There is, according to the National Weather Service, a 70-percent chance of rain this evening.
And Sunday night, three more people were wounded after being blasted in a hail of gunfire in the downtown Greektown district, and another man was shot nearby, near the ballpark.
In the Greektown shooting, police are asking the public to be on the lookout for a man in a hoodie and white sneakers. He (or she) should be considered armed and dangerous.
Violence in downtown — especially Greektown — is becoming as common as a the weather report. Despite the fact that the entire area is a Greenlight District – that is, heavily monitored by police through closed circuit cameras — the stabbings and shootings continue. So bad is it that Police Chief James E. Craig recently announced a beefing up of police in the area, while at the same time claiming crime in Greektown and the city as a whole, continues to fall at unprecedented levels.

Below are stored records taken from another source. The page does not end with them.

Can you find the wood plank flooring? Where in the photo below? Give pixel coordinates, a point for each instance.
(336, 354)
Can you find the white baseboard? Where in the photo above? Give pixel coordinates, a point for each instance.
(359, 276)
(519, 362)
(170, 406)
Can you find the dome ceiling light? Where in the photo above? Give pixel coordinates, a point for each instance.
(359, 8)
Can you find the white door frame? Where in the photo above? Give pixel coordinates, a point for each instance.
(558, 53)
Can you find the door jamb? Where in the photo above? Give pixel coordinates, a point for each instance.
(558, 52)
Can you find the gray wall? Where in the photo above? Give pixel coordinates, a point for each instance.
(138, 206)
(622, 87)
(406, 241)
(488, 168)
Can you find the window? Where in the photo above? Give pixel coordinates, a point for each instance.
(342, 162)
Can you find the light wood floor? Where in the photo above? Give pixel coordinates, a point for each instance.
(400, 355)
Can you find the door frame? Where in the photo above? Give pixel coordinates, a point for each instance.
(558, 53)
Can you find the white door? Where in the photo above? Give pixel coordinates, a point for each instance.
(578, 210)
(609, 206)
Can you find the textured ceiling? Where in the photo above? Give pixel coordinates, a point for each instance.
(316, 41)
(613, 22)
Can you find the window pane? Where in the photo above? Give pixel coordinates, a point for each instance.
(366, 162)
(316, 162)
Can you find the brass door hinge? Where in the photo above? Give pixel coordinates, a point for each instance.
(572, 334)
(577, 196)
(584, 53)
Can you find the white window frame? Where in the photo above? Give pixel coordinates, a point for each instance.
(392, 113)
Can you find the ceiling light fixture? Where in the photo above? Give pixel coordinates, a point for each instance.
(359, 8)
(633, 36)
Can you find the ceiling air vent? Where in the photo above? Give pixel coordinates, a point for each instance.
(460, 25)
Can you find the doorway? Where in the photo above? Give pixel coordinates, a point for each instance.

But how do we know that? Like so much else going on downtown, much of the success appears to be soap bubbles cranked out from a public relations hand organ.
A close examination earlier this year by Deadline Detroit and Motor City Muckraker of the city's crime statistics and emergency response times show the chief's claims to be wildly inflated at best. Emergency calls to 911 are up, arrests are down, response times to the most serious of crimes is more than 40 minutes.
There are less police — and yet crime is down? (Here is our four-part January series).
Then think about this: a request by Deadline Detroit to the Detroit Police Department for a list of all shooting victims in the city over the past decade has gone unanswered.
State law gives a public body three weeks to supply the public information under the Freedom of Information Act. It seems simple enough.
I've been waiting two months for data that should be available at the click of the print button.
Sir, you are in violation of the law.
I'm not alone. The Washington Post threatened legal action when homicide data was not promptly produced. Vice News was told it would take 12 years for the department to tabulate police involved shootings over a five-year period at the cost in excess of $70,000. My colleague at Deadline Detroit, Violet Ikonomova, recently asked the police department for information on crime cases in which camera footage from Project Greenlight led to an arrest. The Police Department told her it would cost $4,533.82 to retrieve this information that it routinely tosses to the public like dog biscuits. (The total would have been closer to $10,000, but DPD offered a discount because it was late in responding to the request.)
I remember when Craig called me late one evening in 2013 when he was interviewing for the Detroit Chief of Police job. He asked me for advice. I told him he should tell the truth about crime, since every chief before him was downplaying the problem and fudging the numbers.
After all, you can't fix a problem if you don't acknowledge the problem.